When to seek medical care

  • If large areas of the body are affected, or if the lesions do not improve after 1–2 weeks of applying over-the-counter antifungal creams, see your child’s doctor for an evaluation.

Treatments your doctor may prescribe

In order to confirm the diagnosis of ringworm, your child’s physician might scrape some surface skin material (scales) onto a slide and examine them under a microscope. This procedure, called a potassium hydroxide (KOH) preparation, allows the doctor to look for tell-tale signs of fungal infection.

Once the diagnosis of ringworm has been confirmed, the physician will probably start treatment with an antifungal medication. Most infections can be treated with topical creams and lotions, including:

  • Terbinafine
  • Clotrimazole
  • Miconazole
  • Econazole
  • Oxiconazole
  • Ciclopirox
  • Ketoconazole
  • Sulconazole
  • Naftifine
  • Butenafine

Rarely, more extensive infections or those not improving with topical antifungal medications may require 3–4 weeks of treatment with oral antifungal pills or syrups, including:

  • Griseofulvin
  • Terbinafine

The ringworm should go away within 4–6 weeks after using effective treatment.

Tinea capitis treatment

Tinea capitis is usually treated oral antifungal medicines, including griseofulvin, terbinafine and itraconazole.

Oral antifungal agents

Tinea capitis requires treatment with an oral antifungal agent. Griseofulvin is probably the most effective agent for infection with Microsporum canis. Scalp Trichophyton infections may successfully be eradicated using oral terbinafine, itraconazole or fluconazole for 4 to 6 weeks. However, these medications are not always successful, and it may be necessary to try another agent. Intermittent treatment may also be prescribed such as once-weekly dosages.

Treatment of carriers

If the child has an anthropophilic infection, all family members should be examined for signs of infection. Brushings of scaly areas of the scalp should be taken for mycology. Sometimes it is best for the whole family to be treated whether or not the fungal infection is proven.

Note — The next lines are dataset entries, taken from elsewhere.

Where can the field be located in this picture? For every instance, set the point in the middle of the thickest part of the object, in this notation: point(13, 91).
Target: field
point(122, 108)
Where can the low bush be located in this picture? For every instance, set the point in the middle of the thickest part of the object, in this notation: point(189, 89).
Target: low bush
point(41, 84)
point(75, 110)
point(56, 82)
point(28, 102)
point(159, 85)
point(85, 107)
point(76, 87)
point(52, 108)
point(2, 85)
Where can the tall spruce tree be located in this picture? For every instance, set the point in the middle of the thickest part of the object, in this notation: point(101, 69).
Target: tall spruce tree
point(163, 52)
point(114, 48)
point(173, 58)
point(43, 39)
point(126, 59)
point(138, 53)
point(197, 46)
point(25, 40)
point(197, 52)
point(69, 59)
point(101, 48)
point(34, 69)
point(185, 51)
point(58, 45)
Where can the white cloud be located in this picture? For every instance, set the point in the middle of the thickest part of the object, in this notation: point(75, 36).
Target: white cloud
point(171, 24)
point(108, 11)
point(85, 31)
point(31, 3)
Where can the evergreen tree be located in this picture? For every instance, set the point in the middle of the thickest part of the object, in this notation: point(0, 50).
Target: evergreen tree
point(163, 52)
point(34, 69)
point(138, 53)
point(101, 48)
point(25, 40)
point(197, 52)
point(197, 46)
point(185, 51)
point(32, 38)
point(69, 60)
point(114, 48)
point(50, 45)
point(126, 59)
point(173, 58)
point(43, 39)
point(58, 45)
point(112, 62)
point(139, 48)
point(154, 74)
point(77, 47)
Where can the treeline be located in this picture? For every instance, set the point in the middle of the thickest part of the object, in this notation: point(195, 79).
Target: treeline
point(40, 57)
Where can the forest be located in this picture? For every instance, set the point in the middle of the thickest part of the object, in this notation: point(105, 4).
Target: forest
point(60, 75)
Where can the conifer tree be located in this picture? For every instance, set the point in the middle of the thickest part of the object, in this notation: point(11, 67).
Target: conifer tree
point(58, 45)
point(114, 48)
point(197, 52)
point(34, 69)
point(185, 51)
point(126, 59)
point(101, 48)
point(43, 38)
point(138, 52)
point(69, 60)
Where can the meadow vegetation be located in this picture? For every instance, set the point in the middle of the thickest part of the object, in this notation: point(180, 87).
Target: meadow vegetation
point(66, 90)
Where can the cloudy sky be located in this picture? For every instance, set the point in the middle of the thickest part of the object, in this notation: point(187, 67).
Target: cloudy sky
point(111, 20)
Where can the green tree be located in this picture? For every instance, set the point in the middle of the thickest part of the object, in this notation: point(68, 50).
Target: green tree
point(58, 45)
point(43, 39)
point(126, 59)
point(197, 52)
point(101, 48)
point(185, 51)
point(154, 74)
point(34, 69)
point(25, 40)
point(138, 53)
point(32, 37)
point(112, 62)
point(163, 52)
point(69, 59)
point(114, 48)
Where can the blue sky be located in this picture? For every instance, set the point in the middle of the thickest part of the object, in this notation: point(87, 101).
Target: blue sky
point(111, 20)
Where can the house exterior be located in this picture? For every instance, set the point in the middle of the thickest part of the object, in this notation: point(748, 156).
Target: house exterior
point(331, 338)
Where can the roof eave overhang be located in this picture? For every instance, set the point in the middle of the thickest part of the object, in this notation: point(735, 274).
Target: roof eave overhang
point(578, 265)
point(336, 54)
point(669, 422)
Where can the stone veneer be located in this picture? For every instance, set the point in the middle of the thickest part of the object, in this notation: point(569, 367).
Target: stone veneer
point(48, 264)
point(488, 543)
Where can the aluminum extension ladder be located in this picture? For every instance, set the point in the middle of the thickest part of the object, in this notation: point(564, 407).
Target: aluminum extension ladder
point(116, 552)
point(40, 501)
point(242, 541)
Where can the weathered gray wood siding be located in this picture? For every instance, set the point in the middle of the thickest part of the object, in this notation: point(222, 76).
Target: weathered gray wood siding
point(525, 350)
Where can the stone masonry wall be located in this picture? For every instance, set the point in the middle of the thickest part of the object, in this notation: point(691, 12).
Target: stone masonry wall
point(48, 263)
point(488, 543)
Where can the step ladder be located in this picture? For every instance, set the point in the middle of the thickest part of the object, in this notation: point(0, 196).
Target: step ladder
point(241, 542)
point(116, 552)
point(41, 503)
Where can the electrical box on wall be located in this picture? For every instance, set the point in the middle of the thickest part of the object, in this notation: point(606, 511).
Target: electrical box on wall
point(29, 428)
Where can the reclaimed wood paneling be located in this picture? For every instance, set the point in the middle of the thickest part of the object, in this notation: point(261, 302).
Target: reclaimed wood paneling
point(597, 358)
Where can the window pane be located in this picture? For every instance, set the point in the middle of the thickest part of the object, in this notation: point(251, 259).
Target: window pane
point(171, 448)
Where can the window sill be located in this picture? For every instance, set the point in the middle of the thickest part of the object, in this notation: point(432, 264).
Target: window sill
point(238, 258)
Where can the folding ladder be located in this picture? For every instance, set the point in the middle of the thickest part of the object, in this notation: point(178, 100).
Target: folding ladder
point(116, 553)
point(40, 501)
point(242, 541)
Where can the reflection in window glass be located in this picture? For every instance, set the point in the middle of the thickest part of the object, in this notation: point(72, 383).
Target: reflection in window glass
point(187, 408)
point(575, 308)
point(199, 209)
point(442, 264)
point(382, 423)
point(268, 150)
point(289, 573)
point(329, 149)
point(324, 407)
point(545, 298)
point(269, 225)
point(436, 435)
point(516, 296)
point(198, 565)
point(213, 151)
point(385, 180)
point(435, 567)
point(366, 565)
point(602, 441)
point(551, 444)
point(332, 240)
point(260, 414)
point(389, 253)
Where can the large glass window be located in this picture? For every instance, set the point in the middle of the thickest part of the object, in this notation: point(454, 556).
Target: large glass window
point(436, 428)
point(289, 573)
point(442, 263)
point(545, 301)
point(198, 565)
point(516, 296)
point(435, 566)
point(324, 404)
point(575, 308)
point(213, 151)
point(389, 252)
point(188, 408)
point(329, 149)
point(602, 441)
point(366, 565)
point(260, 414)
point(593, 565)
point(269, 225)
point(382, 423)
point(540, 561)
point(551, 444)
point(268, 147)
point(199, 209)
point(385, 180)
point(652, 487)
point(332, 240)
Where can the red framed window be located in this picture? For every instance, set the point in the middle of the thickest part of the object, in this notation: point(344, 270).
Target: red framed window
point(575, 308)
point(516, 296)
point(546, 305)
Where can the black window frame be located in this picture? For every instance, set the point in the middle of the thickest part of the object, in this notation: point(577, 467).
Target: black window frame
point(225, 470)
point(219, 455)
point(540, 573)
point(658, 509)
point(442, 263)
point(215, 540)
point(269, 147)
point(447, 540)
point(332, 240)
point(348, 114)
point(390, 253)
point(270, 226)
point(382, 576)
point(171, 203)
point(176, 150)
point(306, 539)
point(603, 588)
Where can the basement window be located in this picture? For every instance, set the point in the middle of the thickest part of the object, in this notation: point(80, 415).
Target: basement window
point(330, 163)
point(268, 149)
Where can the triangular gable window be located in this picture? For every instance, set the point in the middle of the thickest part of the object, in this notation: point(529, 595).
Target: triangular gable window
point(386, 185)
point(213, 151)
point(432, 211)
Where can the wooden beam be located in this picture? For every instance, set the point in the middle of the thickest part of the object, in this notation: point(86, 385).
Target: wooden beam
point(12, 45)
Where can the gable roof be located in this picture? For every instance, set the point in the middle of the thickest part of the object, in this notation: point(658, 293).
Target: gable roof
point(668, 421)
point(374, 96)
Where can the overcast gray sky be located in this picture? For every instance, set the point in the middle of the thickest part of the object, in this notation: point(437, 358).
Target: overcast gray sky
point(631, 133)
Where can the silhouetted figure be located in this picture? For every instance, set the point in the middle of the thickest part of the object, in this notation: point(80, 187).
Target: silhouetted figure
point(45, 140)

It is advisable for parents of classmates and other playmates to be informed so their children may be examined and treated if necessary. In some countries, infected children are not allowed to attend school. Elsewhere children with tinea capitis can attend school providing they are receiving treatment.

Carriers may have no symptoms. Treatment of carriers is necessary to prevent the spread of infection. Antifungal shampoo twice weekly for four weeks may be sufficient, but if cultures remain positive, oral treatment is recommended.

Suitable shampoos include these ingredients:

  • 2.5% selenium sulfide
  • 1% to 2% zinc pyrithione
  • Povidone-iodine
  • 2% Ketoconazole.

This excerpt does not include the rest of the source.